最速148キロで、カーブ、スライダー、チェンジアップ、ツーシームと多彩な変化球を操る。元阪神・岩田や阪神・藤浪ら多くのプロに進む投手を育てた西谷浩一監督(53)は「気持ちも強く、ただ投げるだけでなくピッチングができる。試合を作れる投手」と能力の高さを評価する。
大阪桐蔭では1年秋からベンチ入り。新チームから背番号1を背負う。紀三井寺球場での秋季近畿大会の1回戦・神戸国際大付戦では、NPB12球団のスカウト陣が視察した中、9回を4安打3失点、8奪三振で完投。「全力で投げていない。6割くらい。最後まで投げるつもりだった」と、要所を締める投球で確実に試合を作り、勝利をつかんだ。
自ら志願して登板した決勝の報徳学園戦では、抜群の安定感を披露。9回を3安打無失点、1四球、9奪三振で完封勝利。「自分が優勝に導くという気持ち強かった」と強い責任感を持ったマウンドで仕事を果たし、神宮大会出場に導いた。
絶対的エースとして存在感を示すが、まだまだ成長過程だ。「全体的にレベルアップしないといけない」と前田。ひと冬越え、さらなる進化が楽しみだ。

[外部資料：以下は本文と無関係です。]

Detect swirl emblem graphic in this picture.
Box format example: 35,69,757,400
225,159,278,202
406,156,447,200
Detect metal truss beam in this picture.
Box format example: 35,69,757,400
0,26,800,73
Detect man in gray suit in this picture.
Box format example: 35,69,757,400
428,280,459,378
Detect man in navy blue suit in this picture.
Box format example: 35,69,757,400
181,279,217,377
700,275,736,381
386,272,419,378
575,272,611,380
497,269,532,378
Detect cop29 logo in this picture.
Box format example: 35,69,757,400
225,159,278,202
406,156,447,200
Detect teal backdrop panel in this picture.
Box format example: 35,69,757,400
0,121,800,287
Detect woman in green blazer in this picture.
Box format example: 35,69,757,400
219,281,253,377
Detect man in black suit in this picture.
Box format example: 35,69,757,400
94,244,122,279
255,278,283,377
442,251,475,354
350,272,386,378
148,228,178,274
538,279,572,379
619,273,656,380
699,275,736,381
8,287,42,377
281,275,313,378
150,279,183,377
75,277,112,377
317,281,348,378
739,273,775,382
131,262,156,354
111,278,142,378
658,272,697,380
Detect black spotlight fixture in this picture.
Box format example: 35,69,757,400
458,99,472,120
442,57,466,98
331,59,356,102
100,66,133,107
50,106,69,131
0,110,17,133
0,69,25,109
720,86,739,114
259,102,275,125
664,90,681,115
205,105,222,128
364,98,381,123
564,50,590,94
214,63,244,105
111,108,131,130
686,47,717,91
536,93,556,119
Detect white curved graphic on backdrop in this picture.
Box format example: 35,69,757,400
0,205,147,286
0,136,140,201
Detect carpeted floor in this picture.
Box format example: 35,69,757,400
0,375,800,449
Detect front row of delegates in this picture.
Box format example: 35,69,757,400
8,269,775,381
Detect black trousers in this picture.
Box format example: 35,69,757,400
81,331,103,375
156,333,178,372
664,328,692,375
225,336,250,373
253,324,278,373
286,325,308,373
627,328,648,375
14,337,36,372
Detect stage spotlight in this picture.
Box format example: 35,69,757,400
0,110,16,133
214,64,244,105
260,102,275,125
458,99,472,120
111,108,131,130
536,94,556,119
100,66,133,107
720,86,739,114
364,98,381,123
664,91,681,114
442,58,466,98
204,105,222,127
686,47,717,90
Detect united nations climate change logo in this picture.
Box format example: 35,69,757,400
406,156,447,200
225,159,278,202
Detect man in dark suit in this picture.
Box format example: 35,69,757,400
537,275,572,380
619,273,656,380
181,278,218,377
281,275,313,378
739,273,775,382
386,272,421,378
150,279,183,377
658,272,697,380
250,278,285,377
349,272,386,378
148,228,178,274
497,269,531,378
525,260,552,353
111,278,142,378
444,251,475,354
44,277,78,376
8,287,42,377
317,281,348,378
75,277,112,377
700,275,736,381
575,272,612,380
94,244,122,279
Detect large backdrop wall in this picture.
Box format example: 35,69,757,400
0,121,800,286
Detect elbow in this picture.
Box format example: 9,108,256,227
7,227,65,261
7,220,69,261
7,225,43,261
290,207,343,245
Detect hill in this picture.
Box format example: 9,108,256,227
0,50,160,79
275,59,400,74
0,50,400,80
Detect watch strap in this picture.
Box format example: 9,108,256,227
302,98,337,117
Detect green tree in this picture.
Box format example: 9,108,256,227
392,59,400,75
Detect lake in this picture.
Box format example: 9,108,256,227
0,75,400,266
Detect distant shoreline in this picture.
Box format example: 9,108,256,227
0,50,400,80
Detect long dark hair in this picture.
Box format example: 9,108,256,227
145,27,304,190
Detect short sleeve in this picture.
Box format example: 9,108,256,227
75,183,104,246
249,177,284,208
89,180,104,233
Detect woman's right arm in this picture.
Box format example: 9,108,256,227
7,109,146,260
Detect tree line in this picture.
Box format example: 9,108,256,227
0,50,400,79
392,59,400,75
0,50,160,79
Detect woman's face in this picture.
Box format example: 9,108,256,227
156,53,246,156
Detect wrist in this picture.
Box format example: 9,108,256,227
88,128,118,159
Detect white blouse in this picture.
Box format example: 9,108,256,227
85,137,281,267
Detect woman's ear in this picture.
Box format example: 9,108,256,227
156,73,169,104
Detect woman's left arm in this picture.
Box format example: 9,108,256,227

◆前田悠伍(まえだ・ゆうご)2005年8月4日生まれ。滋賀県長浜市出身。180センチ、78キロ。左投げ左打ち。小2から野球を始め、オリックスジュニアに選出。高月中時代は湖北ボーイズでプレーし、1年時にカル・リプケン12歳以下世界少年野球日本代表で世界一を経験。最速148キロ。球種はカーブ、スライダー、チェンジアップ、ツーシーム。